The results from moving to SCSI system –

  1. The delete time improved by a factor of 4-5 times and the worse case average time period dropped to around 133 minutes from 5 hours.
  2. However with the SCSI system in use, the CPU consumption during query execution also jumped by the same amount, by 4-5 times because there are fewer blocks due to disks and therefore more query execution (4-5 times worth) is done by the DB engine.

As you can see, it would be really easy for us to calculate how many disks we would need to speed up the deletes to a manageable time. I might have to go with a couple of SCSI disks in a RAID configuration and try to achieve the speeds that i want.  At the same time the database engine’s CPU consumption would also have to be separately addressed such that it does not have to do much work in finding the rows to be deleted.

Is there any way to improve this ?

  1. Use Transactions –

    SQL server engine makes transactional records only as part of a single transaction. Not sure how this works vis via Java and sybase engine using which this query was tested. So if you ensure all your changes are made as part of a single transaction the disks would be less affected than if it was done otherwise.

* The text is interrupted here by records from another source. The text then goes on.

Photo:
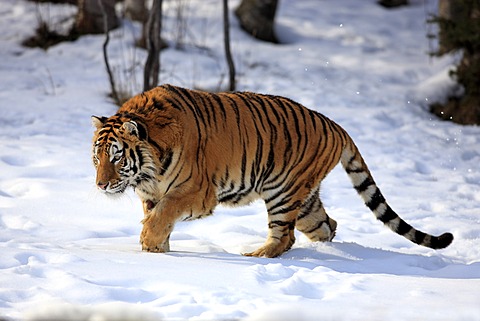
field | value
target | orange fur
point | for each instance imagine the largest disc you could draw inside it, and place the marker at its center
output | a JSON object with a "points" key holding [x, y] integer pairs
{"points": [[186, 151]]}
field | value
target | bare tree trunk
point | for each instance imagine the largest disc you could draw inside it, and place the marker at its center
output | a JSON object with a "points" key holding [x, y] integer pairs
{"points": [[136, 10], [154, 45], [105, 54], [90, 19], [228, 54], [257, 18]]}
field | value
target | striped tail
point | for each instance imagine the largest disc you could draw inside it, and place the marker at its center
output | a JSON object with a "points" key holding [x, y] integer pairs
{"points": [[363, 182]]}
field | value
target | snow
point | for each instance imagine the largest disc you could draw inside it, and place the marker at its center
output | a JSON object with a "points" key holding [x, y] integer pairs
{"points": [[69, 253]]}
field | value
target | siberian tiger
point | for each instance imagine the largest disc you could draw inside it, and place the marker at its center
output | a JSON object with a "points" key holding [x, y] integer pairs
{"points": [[185, 151]]}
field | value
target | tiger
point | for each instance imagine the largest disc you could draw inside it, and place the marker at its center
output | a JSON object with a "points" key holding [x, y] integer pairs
{"points": [[186, 151]]}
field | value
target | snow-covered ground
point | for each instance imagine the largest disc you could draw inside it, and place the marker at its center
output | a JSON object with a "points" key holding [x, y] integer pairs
{"points": [[69, 253]]}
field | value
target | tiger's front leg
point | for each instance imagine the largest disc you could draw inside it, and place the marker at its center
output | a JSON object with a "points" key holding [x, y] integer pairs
{"points": [[158, 223], [160, 218]]}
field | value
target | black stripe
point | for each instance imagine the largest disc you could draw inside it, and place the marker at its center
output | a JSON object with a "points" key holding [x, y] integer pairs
{"points": [[403, 228], [363, 186], [388, 215]]}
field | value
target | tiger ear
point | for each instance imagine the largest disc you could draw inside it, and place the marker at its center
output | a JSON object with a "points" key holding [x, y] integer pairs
{"points": [[135, 128], [98, 122]]}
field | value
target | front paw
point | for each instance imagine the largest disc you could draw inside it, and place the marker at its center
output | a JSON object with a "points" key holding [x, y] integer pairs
{"points": [[154, 243]]}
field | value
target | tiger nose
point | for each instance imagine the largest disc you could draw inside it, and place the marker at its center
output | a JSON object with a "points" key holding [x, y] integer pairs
{"points": [[102, 186]]}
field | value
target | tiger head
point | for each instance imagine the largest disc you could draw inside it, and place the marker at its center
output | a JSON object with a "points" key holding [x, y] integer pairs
{"points": [[120, 154]]}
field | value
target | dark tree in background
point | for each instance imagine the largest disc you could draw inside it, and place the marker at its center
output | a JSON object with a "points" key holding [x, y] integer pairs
{"points": [[90, 19], [154, 45], [459, 23], [257, 18]]}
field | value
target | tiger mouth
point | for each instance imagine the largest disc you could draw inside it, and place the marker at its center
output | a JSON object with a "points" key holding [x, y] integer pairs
{"points": [[117, 188]]}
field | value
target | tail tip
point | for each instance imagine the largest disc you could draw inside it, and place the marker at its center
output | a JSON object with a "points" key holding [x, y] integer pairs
{"points": [[443, 241]]}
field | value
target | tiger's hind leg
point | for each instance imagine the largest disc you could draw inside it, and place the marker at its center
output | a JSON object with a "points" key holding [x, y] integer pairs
{"points": [[314, 222], [281, 224]]}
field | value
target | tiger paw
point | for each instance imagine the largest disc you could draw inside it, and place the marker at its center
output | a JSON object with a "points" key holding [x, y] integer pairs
{"points": [[268, 250], [154, 243]]}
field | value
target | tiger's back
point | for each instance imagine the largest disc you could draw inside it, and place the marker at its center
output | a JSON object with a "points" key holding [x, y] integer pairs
{"points": [[235, 147]]}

  2. Do not use a database for real time stuff
    An even more optimal solution will be to not rely on the database at all and instead do all this in a specialized in memory component in a thread safe hash or something equivalent. Use database only as a slow data backup for being used during failure recovery. This would give the incomparable throughputs compared to any RDBMS / disk based solution.

My suggestion to improve CPU (untested)

  1. Move the entire loop into a stored procedure
  2. Run a select to get the top 20 and extract the ID of the bottom one
  3. Run a delete to delete all ID > ID extracted.What are the advantages – You remove  possible query compilation for the execution of 2000 queries and at the same time, remove usage of possibly highly inefficient NOT IN operator. This needs to be verified though.
  4. Remove all foreign key references to the current table – but of-course that would be going against the grain of RDBMS concept itself. However for desperate situations, this might work ….

What was implemented in the end?

Well, the production software had this delete sequence running every 30 mins. The no of events this system claims support to is only upto 25 events per hour.  So at this rate, there would be no pile up and no big deletes happening. So we dont have a problem !!!!